Recently, the coffee market has undergone significant changes [3]. With the increasing demand for high-quality coffee, cold brew has become more popular. Market analysis reveals that, in 2017, the cold brew coffee market was worth $321 million and is estimated to rise by $1.37 billion by 2023 [1]. Normal cold brew coffee is generally obtained by extracting water at room temperature or lower, over an extended period of 8 to 24 hours [4]. The sensory attributes of cold brew coffee include medium bitterness and acidity with intense sweetness, chocolaty, fruity, and floral notes [5], whereas titratable acidity (TA) and total antioxidant capacity (TAC) are low. Cold drip coffees are another type of cold extraction method known for their higher levels of bitterness, caffeine, and chlorogenic compounds [5]. New technology, the vacuum cycle method, has recently been applied to cold brew coffee, which speeds up the extraction process. The yield and sensory profile of the final beverage can be influenced by adjusting the number of cycles and the pressure used in the vacuum pressure cycle method. Previous research has shown that low-pressure conditions are optimal for extracting phenols and that 2 and 7 vacuum cycles produce the most flavorful extracts. In the sample of 16 cycles, caffeine and TA were both significantly higher, while acidity as measured by sensory analysis was higher only in 2 cycles [6, 7]. Howerver, normal cold brew coffee by soaking is more convenient and widely used than the decompression cycle extraction method because it does not necessitate any specialized equipment.
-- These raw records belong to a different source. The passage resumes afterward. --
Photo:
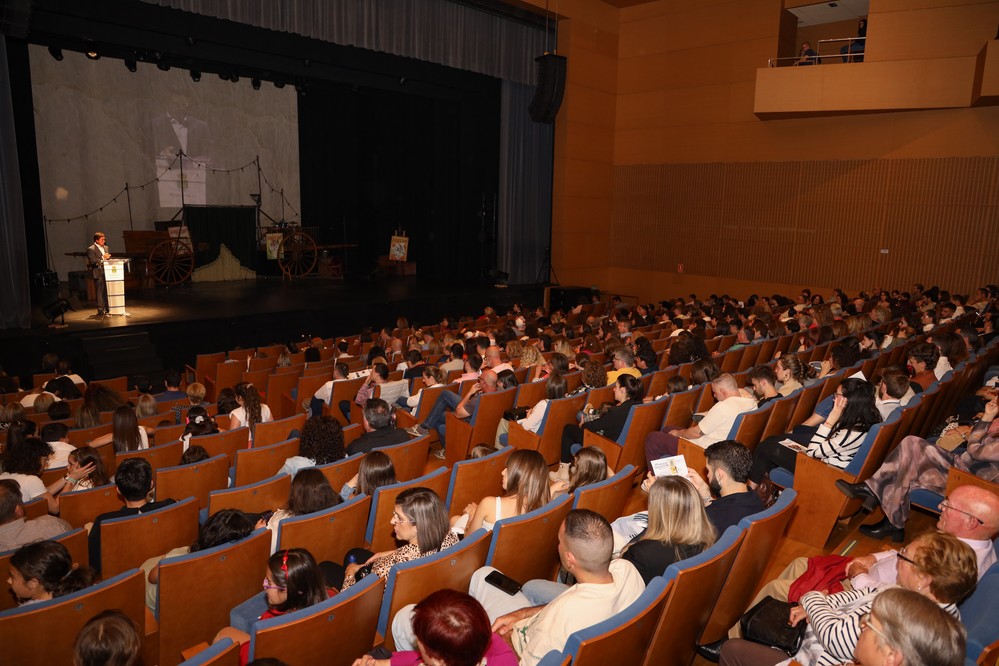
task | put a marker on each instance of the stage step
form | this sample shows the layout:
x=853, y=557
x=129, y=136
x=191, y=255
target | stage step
x=118, y=354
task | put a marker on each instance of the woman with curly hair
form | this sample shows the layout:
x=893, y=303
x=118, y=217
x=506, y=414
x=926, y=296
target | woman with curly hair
x=321, y=443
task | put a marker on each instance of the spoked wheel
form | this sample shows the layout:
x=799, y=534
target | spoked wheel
x=171, y=261
x=297, y=255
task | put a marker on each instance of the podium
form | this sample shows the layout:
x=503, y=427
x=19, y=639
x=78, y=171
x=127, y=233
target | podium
x=114, y=279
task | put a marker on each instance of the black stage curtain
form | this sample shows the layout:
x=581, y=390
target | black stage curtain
x=424, y=159
x=211, y=226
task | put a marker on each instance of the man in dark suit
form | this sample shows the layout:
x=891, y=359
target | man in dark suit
x=378, y=429
x=96, y=254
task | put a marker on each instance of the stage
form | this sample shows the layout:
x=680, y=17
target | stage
x=175, y=324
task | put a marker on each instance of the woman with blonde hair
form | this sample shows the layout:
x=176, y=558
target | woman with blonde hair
x=525, y=480
x=678, y=528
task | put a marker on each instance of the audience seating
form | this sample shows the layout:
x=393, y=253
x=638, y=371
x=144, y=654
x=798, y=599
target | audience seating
x=609, y=497
x=334, y=632
x=129, y=541
x=534, y=533
x=410, y=582
x=257, y=497
x=328, y=534
x=44, y=633
x=263, y=462
x=471, y=480
x=196, y=480
x=227, y=575
x=379, y=533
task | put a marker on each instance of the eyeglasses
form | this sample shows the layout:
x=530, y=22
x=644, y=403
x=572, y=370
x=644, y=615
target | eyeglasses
x=865, y=623
x=945, y=504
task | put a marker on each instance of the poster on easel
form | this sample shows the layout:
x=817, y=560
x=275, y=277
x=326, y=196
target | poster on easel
x=399, y=248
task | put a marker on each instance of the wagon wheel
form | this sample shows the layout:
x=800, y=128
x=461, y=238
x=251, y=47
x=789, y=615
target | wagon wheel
x=297, y=254
x=171, y=262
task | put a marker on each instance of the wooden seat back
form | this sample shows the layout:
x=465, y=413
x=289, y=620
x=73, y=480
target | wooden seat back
x=331, y=632
x=44, y=633
x=196, y=480
x=257, y=497
x=471, y=480
x=328, y=534
x=535, y=533
x=129, y=541
x=221, y=578
x=261, y=463
x=410, y=582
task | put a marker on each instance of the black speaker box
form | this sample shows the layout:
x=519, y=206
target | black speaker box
x=551, y=87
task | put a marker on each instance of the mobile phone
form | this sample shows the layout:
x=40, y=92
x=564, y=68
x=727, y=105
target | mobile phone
x=503, y=582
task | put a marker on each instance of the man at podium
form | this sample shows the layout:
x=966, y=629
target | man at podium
x=96, y=254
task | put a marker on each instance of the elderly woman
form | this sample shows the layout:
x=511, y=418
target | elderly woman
x=936, y=565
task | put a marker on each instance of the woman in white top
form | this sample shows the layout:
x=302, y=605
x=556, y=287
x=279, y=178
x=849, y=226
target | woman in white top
x=525, y=480
x=250, y=411
x=126, y=433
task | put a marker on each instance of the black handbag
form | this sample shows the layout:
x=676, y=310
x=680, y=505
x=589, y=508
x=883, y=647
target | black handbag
x=766, y=623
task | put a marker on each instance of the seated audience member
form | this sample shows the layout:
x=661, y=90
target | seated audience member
x=44, y=570
x=525, y=480
x=624, y=364
x=430, y=377
x=376, y=470
x=923, y=358
x=905, y=628
x=223, y=527
x=172, y=392
x=763, y=380
x=199, y=424
x=134, y=480
x=450, y=627
x=835, y=442
x=916, y=463
x=419, y=520
x=379, y=428
x=324, y=394
x=126, y=433
x=110, y=638
x=678, y=528
x=935, y=565
x=603, y=587
x=588, y=466
x=310, y=493
x=292, y=581
x=320, y=443
x=250, y=411
x=628, y=392
x=56, y=435
x=15, y=529
x=463, y=407
x=714, y=427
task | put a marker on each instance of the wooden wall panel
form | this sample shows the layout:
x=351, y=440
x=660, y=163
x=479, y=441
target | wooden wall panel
x=821, y=223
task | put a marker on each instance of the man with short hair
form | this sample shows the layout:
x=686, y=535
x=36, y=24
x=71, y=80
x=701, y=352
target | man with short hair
x=15, y=529
x=603, y=588
x=134, y=481
x=378, y=429
x=624, y=364
x=714, y=427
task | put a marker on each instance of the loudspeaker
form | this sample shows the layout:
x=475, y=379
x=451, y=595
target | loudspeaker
x=551, y=87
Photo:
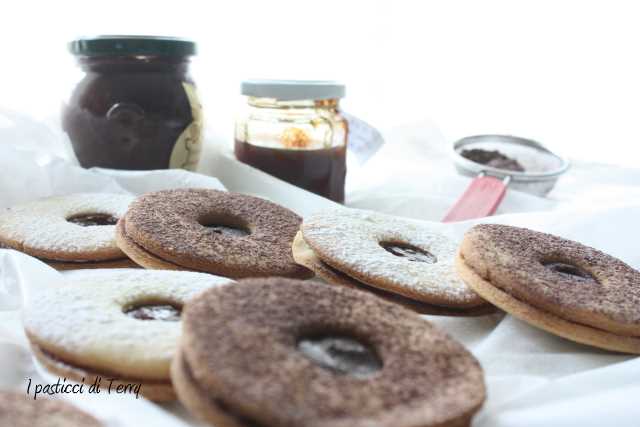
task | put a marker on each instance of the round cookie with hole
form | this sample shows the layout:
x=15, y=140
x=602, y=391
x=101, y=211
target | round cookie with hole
x=304, y=255
x=120, y=324
x=392, y=254
x=564, y=287
x=19, y=410
x=276, y=352
x=68, y=232
x=218, y=232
Despite the growing coffee market and increased cold coffee drink consumption, only a few studies have been addressed. Previous studies have shown that extraction conditions, such as particle size, powder/water ratio, and water temperature, affected the physicochemical and sensory properties of coffee drinks. Some studies suggest that the degree of grinding has no significant effect on caffeine and chlorogenic acid (CGA) in cold coffee brews; however, finely ground coffee has higher total dissolved solids (TDS), extraction yield (EY), total phenol compound (TPC), volatile components, and TAC contents [8–11]. It was also revealed that higher powder-to-water ratios were more bitter in sensory properties [12]. Several investigations proved that coffee extraction temperature and time had little effect on its physicochemical properties, such as in cold brew coffee, higher temperature not only raised the extraction components like caffeine, CGA, and melanoidins but also improved acidity and antioxidant activity [5, 10, 13, 14].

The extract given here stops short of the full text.